Has anyone ever tried drying the desiccant you keep in your AMS, in the AMS? I’ve read that the drying time is 8 - 12 hours for desiccant, but it’s at a temperature in the 300s (F). Filament is around the same time frame, but nowhere near the temperature… So I don’t think it’ll melt, but I can’t help but wonderful if it’d be effective?
Had anyone tried it?
What? I dry my desiccant in an AirFryer, 40min with 80C/175F.
I find AMS2 unsuitable for this purpose. They don’t get particularly hot, take far too long and the printer has to be running at the same time. So even more pointless waste of electricity.
I tried it in the AMS HT, which gets hotter – and even there, the desiccant was still black after 3 hours. I’ll stick with 40 minutes in the AirFryer.
The reason I ask is because I hadn’t done the research yet and I had been taking my desiccant cases out of my AMS when drying my filament. Then I found out it wouldn’t get too hot, so I’ll be leaving them in from now on, but I was curious if the filament drying process would also be effective for the dessicant.
Air fryer, 175° F, 40 minutes. Is that on bake?

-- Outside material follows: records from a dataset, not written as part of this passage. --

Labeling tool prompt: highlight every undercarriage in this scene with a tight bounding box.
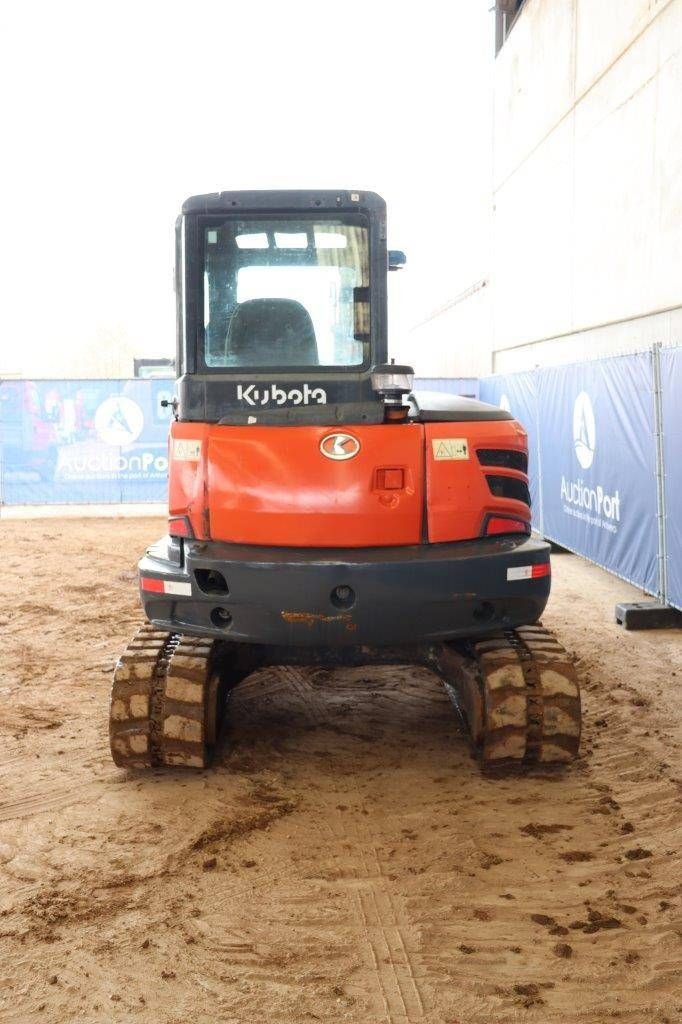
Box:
[110,625,581,768]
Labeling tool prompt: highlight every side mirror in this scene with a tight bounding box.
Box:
[388,249,408,270]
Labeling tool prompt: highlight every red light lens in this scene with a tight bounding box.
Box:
[168,515,194,537]
[485,516,530,537]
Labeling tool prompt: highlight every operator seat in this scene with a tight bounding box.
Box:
[226,299,319,367]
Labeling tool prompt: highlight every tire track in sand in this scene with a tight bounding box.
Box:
[278,667,426,1022]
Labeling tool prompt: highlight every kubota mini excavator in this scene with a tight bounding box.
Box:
[110,191,581,768]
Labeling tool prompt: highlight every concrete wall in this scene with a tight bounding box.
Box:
[411,0,682,373]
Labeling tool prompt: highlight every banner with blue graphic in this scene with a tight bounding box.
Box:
[538,352,659,594]
[660,348,682,610]
[478,370,543,534]
[0,380,174,505]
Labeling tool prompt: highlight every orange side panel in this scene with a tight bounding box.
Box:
[424,420,529,544]
[168,422,210,540]
[204,424,424,548]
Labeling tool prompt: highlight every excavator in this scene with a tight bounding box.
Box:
[110,190,581,769]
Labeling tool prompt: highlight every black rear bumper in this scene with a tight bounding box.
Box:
[139,537,550,646]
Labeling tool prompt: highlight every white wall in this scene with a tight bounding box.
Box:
[492,0,682,369]
[411,0,682,374]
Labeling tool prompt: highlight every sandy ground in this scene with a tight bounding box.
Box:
[0,519,682,1024]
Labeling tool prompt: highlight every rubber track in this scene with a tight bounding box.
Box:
[471,626,581,767]
[109,625,216,768]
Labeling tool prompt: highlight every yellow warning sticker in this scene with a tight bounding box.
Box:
[431,437,469,462]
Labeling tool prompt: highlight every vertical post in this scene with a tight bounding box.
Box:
[532,367,545,537]
[651,341,668,604]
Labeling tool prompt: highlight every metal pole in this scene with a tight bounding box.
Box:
[651,341,668,604]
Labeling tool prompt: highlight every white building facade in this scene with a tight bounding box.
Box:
[413,0,682,375]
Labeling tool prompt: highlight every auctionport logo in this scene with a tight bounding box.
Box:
[561,391,621,534]
[95,394,144,447]
[573,391,597,469]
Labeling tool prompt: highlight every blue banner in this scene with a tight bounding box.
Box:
[478,370,543,534]
[538,352,659,594]
[0,380,174,505]
[660,348,682,610]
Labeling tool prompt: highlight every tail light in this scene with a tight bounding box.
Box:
[485,515,530,537]
[168,515,195,538]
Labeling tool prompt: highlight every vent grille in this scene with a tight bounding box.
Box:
[485,474,530,508]
[476,449,528,473]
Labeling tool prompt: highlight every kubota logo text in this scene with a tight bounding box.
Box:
[237,384,327,406]
[319,434,359,462]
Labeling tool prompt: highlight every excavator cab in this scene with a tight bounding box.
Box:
[110,191,580,767]
[176,191,388,425]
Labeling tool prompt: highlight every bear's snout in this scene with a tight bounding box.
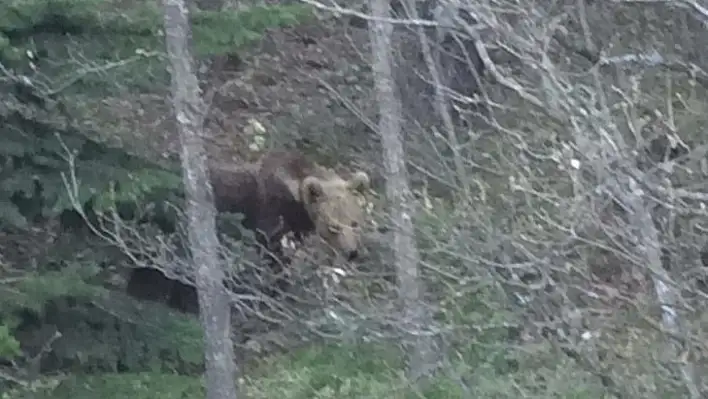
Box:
[347,249,359,261]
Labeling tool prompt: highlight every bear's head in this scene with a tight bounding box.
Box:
[300,172,369,260]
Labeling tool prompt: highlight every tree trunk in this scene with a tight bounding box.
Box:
[369,0,434,380]
[165,0,237,399]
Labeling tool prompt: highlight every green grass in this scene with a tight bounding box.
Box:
[3,344,602,399]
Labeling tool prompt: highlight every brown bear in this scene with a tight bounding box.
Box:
[129,151,369,316]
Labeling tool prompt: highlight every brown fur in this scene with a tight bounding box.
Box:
[128,151,369,312]
[205,151,369,258]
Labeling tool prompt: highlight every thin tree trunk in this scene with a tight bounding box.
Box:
[165,0,237,399]
[369,0,434,380]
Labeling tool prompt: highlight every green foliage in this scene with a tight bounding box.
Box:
[0,0,312,95]
[2,344,603,399]
[0,324,21,358]
[3,372,204,399]
[0,112,181,227]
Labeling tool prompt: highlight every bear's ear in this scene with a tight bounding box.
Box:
[301,176,324,204]
[348,171,370,193]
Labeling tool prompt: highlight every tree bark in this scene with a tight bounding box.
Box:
[164,0,237,399]
[369,0,434,380]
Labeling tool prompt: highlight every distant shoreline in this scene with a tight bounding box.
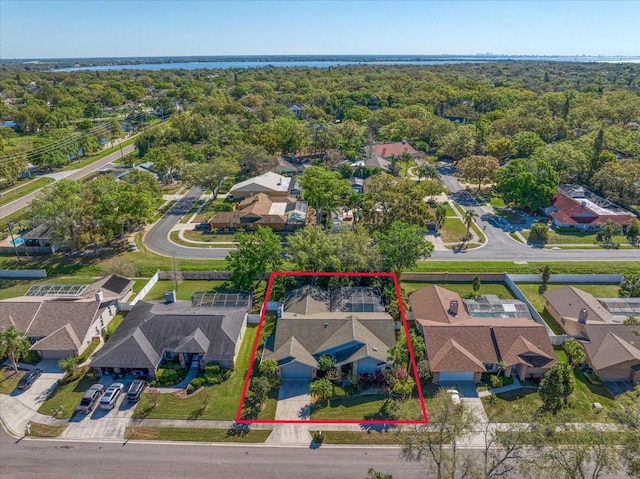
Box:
[3,54,640,71]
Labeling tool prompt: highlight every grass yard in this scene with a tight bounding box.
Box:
[400,281,513,299]
[29,421,67,437]
[38,373,94,419]
[438,218,467,243]
[124,426,271,443]
[0,177,54,206]
[184,230,235,242]
[518,283,620,313]
[144,279,226,300]
[0,366,24,394]
[482,350,613,422]
[522,229,629,246]
[135,325,257,421]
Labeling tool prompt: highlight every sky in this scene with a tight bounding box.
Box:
[0,0,640,59]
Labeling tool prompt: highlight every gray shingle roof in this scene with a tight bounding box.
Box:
[91,301,248,368]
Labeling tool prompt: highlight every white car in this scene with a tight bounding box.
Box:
[447,389,460,406]
[100,383,124,409]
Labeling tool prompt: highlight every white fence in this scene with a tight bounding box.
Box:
[118,270,160,311]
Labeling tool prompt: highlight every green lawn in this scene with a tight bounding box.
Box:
[145,279,226,300]
[0,366,24,394]
[522,229,629,246]
[124,426,271,443]
[38,374,94,419]
[400,281,513,299]
[135,325,257,421]
[482,350,613,422]
[438,218,467,243]
[0,177,54,206]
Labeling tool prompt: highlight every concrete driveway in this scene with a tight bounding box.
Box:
[266,380,311,445]
[60,376,137,439]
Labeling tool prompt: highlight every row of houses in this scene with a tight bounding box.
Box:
[0,275,640,383]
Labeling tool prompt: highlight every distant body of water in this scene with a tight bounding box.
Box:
[53,55,640,72]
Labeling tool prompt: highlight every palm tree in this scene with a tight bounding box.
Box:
[463,210,478,241]
[0,326,31,372]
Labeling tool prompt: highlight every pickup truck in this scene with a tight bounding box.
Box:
[76,384,104,414]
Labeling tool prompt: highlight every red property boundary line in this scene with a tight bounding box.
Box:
[236,271,429,426]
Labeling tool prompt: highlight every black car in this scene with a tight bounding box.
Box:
[16,368,42,389]
[127,379,147,401]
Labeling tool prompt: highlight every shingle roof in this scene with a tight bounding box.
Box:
[583,324,640,371]
[91,301,248,368]
[543,286,613,324]
[0,300,42,331]
[31,323,82,351]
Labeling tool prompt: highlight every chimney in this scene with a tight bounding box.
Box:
[164,289,176,304]
[578,308,589,324]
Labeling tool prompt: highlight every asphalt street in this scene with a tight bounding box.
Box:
[0,145,136,218]
[0,431,425,479]
[144,188,230,259]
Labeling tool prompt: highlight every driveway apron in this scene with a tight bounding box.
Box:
[266,381,311,445]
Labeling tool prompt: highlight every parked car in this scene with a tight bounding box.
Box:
[100,383,124,409]
[127,379,147,401]
[16,368,42,389]
[447,389,460,406]
[76,384,104,414]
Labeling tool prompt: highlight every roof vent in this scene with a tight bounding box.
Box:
[578,308,589,324]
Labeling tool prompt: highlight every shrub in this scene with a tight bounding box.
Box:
[489,374,502,388]
[333,386,348,398]
[529,223,549,243]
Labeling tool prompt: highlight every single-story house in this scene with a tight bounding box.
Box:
[543,286,624,337]
[228,171,291,199]
[0,274,134,359]
[209,193,308,232]
[409,285,556,383]
[582,324,640,383]
[91,293,251,377]
[544,184,636,231]
[371,140,420,160]
[263,287,396,380]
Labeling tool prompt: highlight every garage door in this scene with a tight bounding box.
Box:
[440,371,474,382]
[39,350,75,359]
[280,362,311,380]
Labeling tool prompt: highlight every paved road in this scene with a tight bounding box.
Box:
[0,431,425,479]
[0,145,136,218]
[145,176,640,261]
[144,188,230,259]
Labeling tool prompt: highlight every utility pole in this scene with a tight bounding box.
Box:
[7,221,21,263]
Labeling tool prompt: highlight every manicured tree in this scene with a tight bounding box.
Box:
[471,274,482,293]
[463,210,478,241]
[529,223,549,243]
[58,356,78,376]
[564,338,585,368]
[0,325,31,372]
[249,376,271,405]
[309,378,333,401]
[538,363,575,412]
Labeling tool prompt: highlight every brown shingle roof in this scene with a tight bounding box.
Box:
[543,286,613,324]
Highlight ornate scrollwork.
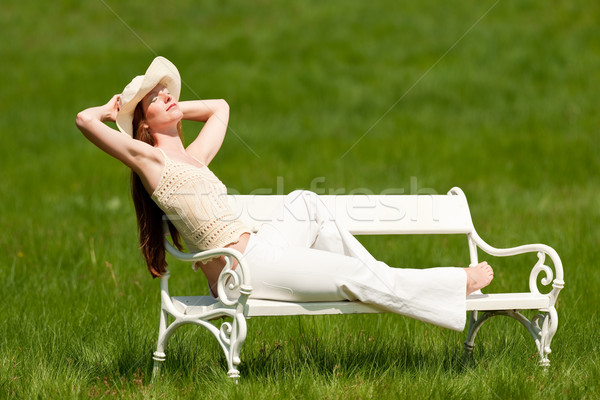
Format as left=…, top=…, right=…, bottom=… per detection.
left=529, top=251, right=554, bottom=294
left=217, top=256, right=243, bottom=306
left=219, top=322, right=233, bottom=345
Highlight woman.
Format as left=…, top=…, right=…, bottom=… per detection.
left=77, top=57, right=493, bottom=330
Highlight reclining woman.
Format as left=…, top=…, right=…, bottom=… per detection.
left=77, top=57, right=493, bottom=330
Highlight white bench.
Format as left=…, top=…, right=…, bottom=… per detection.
left=153, top=188, right=564, bottom=378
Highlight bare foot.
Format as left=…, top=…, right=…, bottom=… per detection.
left=464, top=261, right=494, bottom=296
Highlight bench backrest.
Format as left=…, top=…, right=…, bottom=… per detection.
left=228, top=194, right=473, bottom=235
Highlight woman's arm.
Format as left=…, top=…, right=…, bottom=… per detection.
left=75, top=95, right=153, bottom=172
left=179, top=100, right=229, bottom=165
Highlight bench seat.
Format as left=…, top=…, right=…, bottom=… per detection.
left=153, top=188, right=565, bottom=378
left=172, top=293, right=550, bottom=318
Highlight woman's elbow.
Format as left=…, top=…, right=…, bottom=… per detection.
left=75, top=110, right=90, bottom=130
left=219, top=99, right=229, bottom=113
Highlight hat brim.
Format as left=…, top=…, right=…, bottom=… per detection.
left=116, top=57, right=181, bottom=137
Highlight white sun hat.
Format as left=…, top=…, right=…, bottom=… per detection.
left=116, top=57, right=181, bottom=137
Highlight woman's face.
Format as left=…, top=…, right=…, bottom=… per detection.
left=142, top=84, right=183, bottom=132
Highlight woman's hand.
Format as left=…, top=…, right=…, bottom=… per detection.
left=100, top=94, right=121, bottom=122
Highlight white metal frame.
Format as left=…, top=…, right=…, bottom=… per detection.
left=153, top=187, right=564, bottom=378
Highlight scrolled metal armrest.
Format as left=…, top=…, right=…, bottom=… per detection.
left=470, top=231, right=565, bottom=305
left=165, top=239, right=252, bottom=306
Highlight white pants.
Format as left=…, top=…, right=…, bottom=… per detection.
left=244, top=191, right=466, bottom=331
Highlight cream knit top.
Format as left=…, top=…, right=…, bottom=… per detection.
left=151, top=148, right=250, bottom=250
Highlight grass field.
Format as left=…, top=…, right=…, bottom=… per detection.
left=0, top=0, right=600, bottom=399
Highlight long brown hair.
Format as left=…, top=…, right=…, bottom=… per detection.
left=131, top=102, right=182, bottom=278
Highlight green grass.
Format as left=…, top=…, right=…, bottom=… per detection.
left=0, top=0, right=600, bottom=399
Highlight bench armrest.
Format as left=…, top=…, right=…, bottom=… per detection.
left=165, top=239, right=252, bottom=307
left=469, top=230, right=565, bottom=305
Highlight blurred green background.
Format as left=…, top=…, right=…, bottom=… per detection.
left=0, top=0, right=600, bottom=398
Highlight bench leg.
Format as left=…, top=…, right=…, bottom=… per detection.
left=464, top=307, right=558, bottom=367
left=215, top=313, right=247, bottom=379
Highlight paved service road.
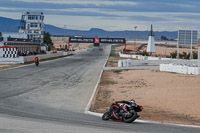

An AirFryer is nothing more than a mini oven, so can it do anything else besides baking? Mine has one heating element inside (top), and I can set the temperature and time. That’s it.
It’s too cold. Some people will tell you it works, because desiccant will turn orange (if it has color indicator), but this point is FAR away from being dry.
If I dry my desiccant in an oven at 120°C, it takes several hours after that point before its really dry. You can simply test it by holding a piece of glass against it. If the glass starts to fog, your desiccant is still wet
Also, never use your regular kitchen oven for this.
30 minutes on defrost cycle in the microwave dries desiccant as well. You can leave the desiccant in the AMS as long as the containers were made from PETG, I think PLA will deform and you might not ever get them out again.
I have run 8 hour dry cycles with just the rear desiccant bags, took the levels down from high 30’s to low teens, but went right back up due to not enough desiccant. Once I added the 5 containers in front and the full slot one for the rear, they sit at 10%. Thats probably as low as they can go so don’t know how low they dry to.
Why not?
How is the microwave OK but not the oven?
Also my microwave has a convection oven function, so is that OK as it’s both a microwave and an oven
some of the color changing ones specifically are toxic, wouldn’t want to mix particles adhering to the inside of the oven getting into your food.
I asked AI what to use for drying silica, here it was CoPilot said
Popular Methods for Drying Silica Gel
- Dedicated Toaster Oven
• Many users buy a cheap toaster oven (often under $30) and use it exclusively for desiccant drying.
• Set to 250°F (121°C) for 2–3 hours.
• Ideal for color-changing silica gel—watch for the beads to return to their dry color.
• Often placed outside or in a garage to avoid indoor fumes. - 3D Printer Heated Bed
• Some Bambu Lab users dry silica gel directly on the printer’s hotbed at 100°C for ~1 hour.
• Works well for small batches, especially if you print a custom tray or rack.
• Not as thorough as oven drying, but avoids food contamination. - Filament Dryers
• Compact filament dryers (like the Sunlu or PrintDry) can be repurposed for silica gel.
• Works best for small batches or satchels.
• Be cautious with printed containers—PETG or ASA may deform if temps exceed their glass transition point. - Microwave (with caution)
• Some use microwaves at low power (e.g., 600W) for short bursts.
• Risk of overheating or melting containers—especially printed ones.
• Only recommended for color-changing silica with clear microwave-safe instructions.
AI responses should be checked for accuracy.
Imagine what PLA would do!
Microwave ovens are cheap, a small $80 one is all you need. I have one in my shop for warming up epoxy resin. I doubt desiccant would have anywhere near the smell of epoxy.
Last week I needed to dry a refill role of ABS and I didn’t have any high temp spool around. I grabbed some ~5-year old Prusa PETG. Dried it, then printed spools. I then dried the ABS in my Creality X4 set to 80c. A few hours later I check the filament and the spool was completely deformed, almost like it was PLA. I don’t know if it was mislabeled (PETG was printed on the black hex spool from Prusa) or just got old? (doubt that it would change the characteristics that much?)
Now I’m gun-shy with PETG and high temp and I use ABS or ASA
I do it when I do not have anything printing overnight. You have to use the PETG option and after 8 hours, it barely turns a bit of dark orange, but it was good enough for me until the next regeneration cycle.
A word of caution though, be sure your desiccant containers are securely closed and do not open during drying, I’ve had one spill and it was a big pain to clean up.
You do realize that the glass transition temperature for PETG is 80C, right? It is dried at 65C. No surprise your PETG spools softened at 80C. Your PETG spools would have been fine drying PETG filament.